At its core, this behaviour is an expression of a deep seated social belief: others will like us only if we are the funniest, coolest, or prettiest (or any other superlative one can conjure) person. Our relentless tidying up when company is over, our changing out of tracksuit pants and thongs when going out, and our putting on a false smile when friends are around all bear a striking similarity to Instagram influencers and Tinder users: they are examples of hiding our less-marketable qualities in the understandable but sorely mistaken belief that people will only like us for our accomplishments and despise us for our flaws.

We are all guilty of a paradoxical and hence, conflicting mentality: we believe that others like us only for our gifts and talents, and would turn away at the first sight of the muck beneath. Yet, at the same time, we long to have the worst parts of ourselves cherished, not because we think that our flaws are great in of themselves, but because they are part of what makes us human, and we do not want to pretend to be something we are not.

What allows people to get close to each other is the extent to which they drop the façade and reveal themselves in their gloriously flawed nature. Of course there is danger in this. We could be mocked, taunted and rejected for showing an unflattering part of ourselves; but the reverse holds true, we could also be praised, encouraged, and embraced for opening up and sharing some fundamental truths about ourselves. To be vulnerable is not to necessarily provide any useful information about oneself, or to expose one’s deepest secrets. It is, instead, to give something away, something precious and more valuable than anything to be found on the stock market: the key to one’s dignity and self-respect.

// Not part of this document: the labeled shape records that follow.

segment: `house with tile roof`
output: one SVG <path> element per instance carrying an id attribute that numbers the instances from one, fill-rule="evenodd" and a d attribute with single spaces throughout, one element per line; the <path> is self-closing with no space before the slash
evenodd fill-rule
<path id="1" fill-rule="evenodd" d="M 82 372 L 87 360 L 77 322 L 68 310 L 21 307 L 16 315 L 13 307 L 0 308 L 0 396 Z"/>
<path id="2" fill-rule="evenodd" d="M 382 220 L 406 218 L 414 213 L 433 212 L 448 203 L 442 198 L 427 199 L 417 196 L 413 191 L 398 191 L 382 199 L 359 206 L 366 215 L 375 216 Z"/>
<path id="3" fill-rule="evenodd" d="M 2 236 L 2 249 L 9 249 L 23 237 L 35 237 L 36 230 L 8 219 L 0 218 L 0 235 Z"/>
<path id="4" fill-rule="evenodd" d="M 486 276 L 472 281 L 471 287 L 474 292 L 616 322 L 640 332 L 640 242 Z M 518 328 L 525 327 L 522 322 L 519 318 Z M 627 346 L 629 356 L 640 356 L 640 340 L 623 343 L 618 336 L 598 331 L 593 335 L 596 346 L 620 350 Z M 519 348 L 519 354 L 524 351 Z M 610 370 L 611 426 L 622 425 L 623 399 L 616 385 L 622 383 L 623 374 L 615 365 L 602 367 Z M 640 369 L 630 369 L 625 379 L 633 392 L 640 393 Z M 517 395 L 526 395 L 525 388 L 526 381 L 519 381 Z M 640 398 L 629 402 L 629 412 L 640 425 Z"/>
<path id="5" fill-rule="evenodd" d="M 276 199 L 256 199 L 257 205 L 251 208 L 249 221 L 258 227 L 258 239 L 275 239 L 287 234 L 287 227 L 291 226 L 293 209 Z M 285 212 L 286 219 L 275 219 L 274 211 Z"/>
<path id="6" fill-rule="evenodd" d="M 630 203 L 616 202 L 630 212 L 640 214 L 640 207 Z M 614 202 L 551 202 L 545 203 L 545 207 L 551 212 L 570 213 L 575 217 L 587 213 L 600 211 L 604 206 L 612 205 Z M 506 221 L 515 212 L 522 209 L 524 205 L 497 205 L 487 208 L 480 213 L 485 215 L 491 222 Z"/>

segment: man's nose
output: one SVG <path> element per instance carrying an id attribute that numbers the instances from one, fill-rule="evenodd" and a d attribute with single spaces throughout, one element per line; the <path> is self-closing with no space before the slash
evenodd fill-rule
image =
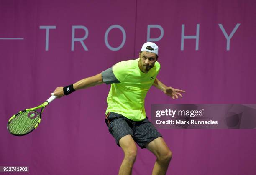
<path id="1" fill-rule="evenodd" d="M 150 65 L 150 61 L 149 61 L 148 59 L 147 59 L 145 61 L 145 63 L 146 64 Z"/>

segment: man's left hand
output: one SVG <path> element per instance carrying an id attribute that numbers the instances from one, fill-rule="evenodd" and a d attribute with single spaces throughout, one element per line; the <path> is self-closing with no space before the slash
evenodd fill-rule
<path id="1" fill-rule="evenodd" d="M 173 88 L 172 87 L 167 87 L 164 91 L 164 94 L 172 98 L 172 99 L 177 99 L 179 98 L 179 96 L 182 98 L 182 95 L 180 94 L 180 92 L 184 93 L 185 91 Z"/>

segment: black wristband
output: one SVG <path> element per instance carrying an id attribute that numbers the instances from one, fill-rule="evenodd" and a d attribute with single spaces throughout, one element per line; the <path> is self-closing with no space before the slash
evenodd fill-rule
<path id="1" fill-rule="evenodd" d="M 66 95 L 68 95 L 75 91 L 76 91 L 74 89 L 73 84 L 71 84 L 67 86 L 63 87 L 63 91 L 64 92 L 64 94 Z"/>

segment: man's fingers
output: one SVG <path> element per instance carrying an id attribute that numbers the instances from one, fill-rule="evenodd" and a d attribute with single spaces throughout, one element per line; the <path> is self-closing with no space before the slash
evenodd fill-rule
<path id="1" fill-rule="evenodd" d="M 179 94 L 179 96 L 180 96 L 182 98 L 183 97 L 180 93 L 177 93 L 177 94 Z"/>
<path id="2" fill-rule="evenodd" d="M 176 91 L 179 92 L 186 92 L 186 91 L 180 89 L 176 89 Z"/>

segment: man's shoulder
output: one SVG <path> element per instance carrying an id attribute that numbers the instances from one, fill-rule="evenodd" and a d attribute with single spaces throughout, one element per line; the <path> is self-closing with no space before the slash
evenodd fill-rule
<path id="1" fill-rule="evenodd" d="M 138 61 L 138 58 L 124 60 L 117 63 L 113 67 L 120 67 L 120 68 L 125 68 L 130 67 L 133 67 L 136 65 L 136 63 Z"/>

With proper handling, it is this key which opens the door to others and creates meaningful relationships, more than a clean house of a beautiful photo ever would. What makes friendship (unlike Facebook friends or Instagram followers) rich and rewarding, is not that our friends are perfect, but rather, that they trust us enough to share the parts of themselves that, in the wrong hands, would lead to emotional devastation, yet in the caring hands of a friend, makes one feel loved and accepted.